Large vainqueur du scrutin de janvier, Lai Ching-te, 64 ans, n'a pas les faveurs du gouvernement chinois, qui considère Taïwan comme l'une de ses provinces et qualifie le futur président de "dangereux séparatiste" risquant d'amener "la guerre et le déclin" sur l'île.
Il succèdera lundi à la présidente Tsai Ing-wen lors d'une cérémonie suivie de près tant par la Chine que par les Etats-Unis, partenaire-clé et fournisseur d'armes de Taïwan.
Le statut de Taïwan est sans doute le sujet le plus explosif dans les relations entre la Chine et les Etats-Unis.
Si Washington reconnaît Pékin au détriment de Taipei depuis 1979, le Congrès américain impose parallèlement de fournir des armes à Taïwan, dans le but affiché de dissuader la Chine de toute volonté expansionniste.
L'île autonome de 23 millions d'habitants n'est située qu'à 180 kilomètres des côtes chinoises.
Pékin a intensifié sa pression diplomatique et militaire depuis l'élection en 2016 de Tsai Ing-wen, dont la formation, le Parti démocrate progressiste (DPP), rejette les vélléités de la Chine.

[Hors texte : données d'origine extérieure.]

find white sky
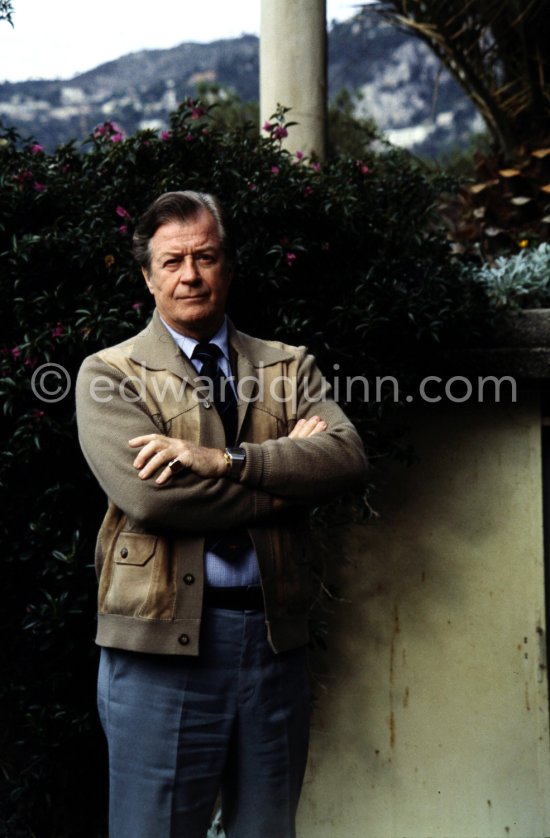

Lai Ching-te, issu du même parti, s'est décrit par le passé comme un "artisan pragmatique de l'indépendance de Taïwan".
Il a depuis adouci son discours: désormais il affirme qu'un processus d'indépendance n'est pas nécessaire car l'île a, selon lui, de facto ce statut.
- "Maintenir le statu quo" -
Pour éviter d'irriter davantage Pékin, le nouveau président devrait "maintenir la politique responsable de sa prédécesseure", estime Amanda Hsiao, du centre de réflexion International Crisis Groupe.
Promettant d'être "du côté de la démocratie", le président élu veut "poursuivre les échanges et la coopération avec la Chine", premier partenaire commercial de Taïwan. Et aussi renouer les communications de haut niveau, coupées par Pékin dès 2016.
"Nous travaillerons à maintenir le statu quo des deux côtés", a-t-il déclaré cette semaine. Et "je n'exclurai pas un dialogue avec la Chine sur la base des principes de respect mutuel, d'avantages mutuels et de dignité, sans conditions préalables".
Huit chefs d'Etat et une cinquantaine de délégations étrangères sont attendues à la cérémonie lundi, notamment des Etats-Unis et du Canada.
Le différend entre Pékin et Taipei date de la fin de la guerre civile en 1949: les communistes de Mao Tsé-toung prennent le pouvoir à Pékin et font alors fuir les nationalistes du Kuomintang (KMT) de Tchang Kaï-chek à Taïwan.
Mercredi, le bureau chinois responsable des relations avec Taïwan a une nouvelle fois martelé être "résolument opposé à l'indépendance de Taïwan".
"L'indépendance de Taïwan et la paix dans le détroit sont incompatibles, tout comme le sont l'eau et le feu", a affirmé son porte-parole Chen Binhua.
- Conflit dévastateur -
Dès le soir de l'élection de Lai Ching-te, Pékin avait assuré que l'issue de ce scrutin ne changeait rien à "l'inévitable tendance vers la réunification de la Chine", disant privilégier la voie pacifique mais sans exclure le recours à la force si nécessaire.
La Chine maintient une pression militaire sur l'île en envoyant presque quotidiennement des avions de guerre, des drones et des navires.
Cette pression croissante sur le territoire, ainsi que sur la mer de Chine du Sud, fait craindre un conflit militaire potentiel qui pourrait impliquer les Etats-Unis et leurs alliés.
Un tel conflit, même si les experts ne le jugent pas imminent, aurait un effet dévastateur pour l'économie mondiale: plus de 50% des conteneurs transportés dans le monde transitent par le détroit de Taïwan et l'île produit 70% des semi-conducteurs de la planète.
Seuls 12 pays, dont le Vatican, reconnaissent pleinement Taïwan. La Chine ne maintient aucune relation diplomatique avec tout pays reconnaissant Taipei.
Le nouveau président de l'île devra aussi gérer le mécontentement de certains habitants vis-à-vis de son parti, qui a perdu en janvier sa majorité au Parlement.
Le fait que les salaires stagnent tandis que le coût de la vie augmente génère des frustations chez une partie de la population quant à la gestion par le DPP des relations avec la Chine.
"C'est dangereux", estime ainsi Chou-ta Chung, retraité de 66 ans, car "le DPP se concentre trop sur les Etats-Unis", alors "qu'il faut chercher un équilibre entre les deux parties".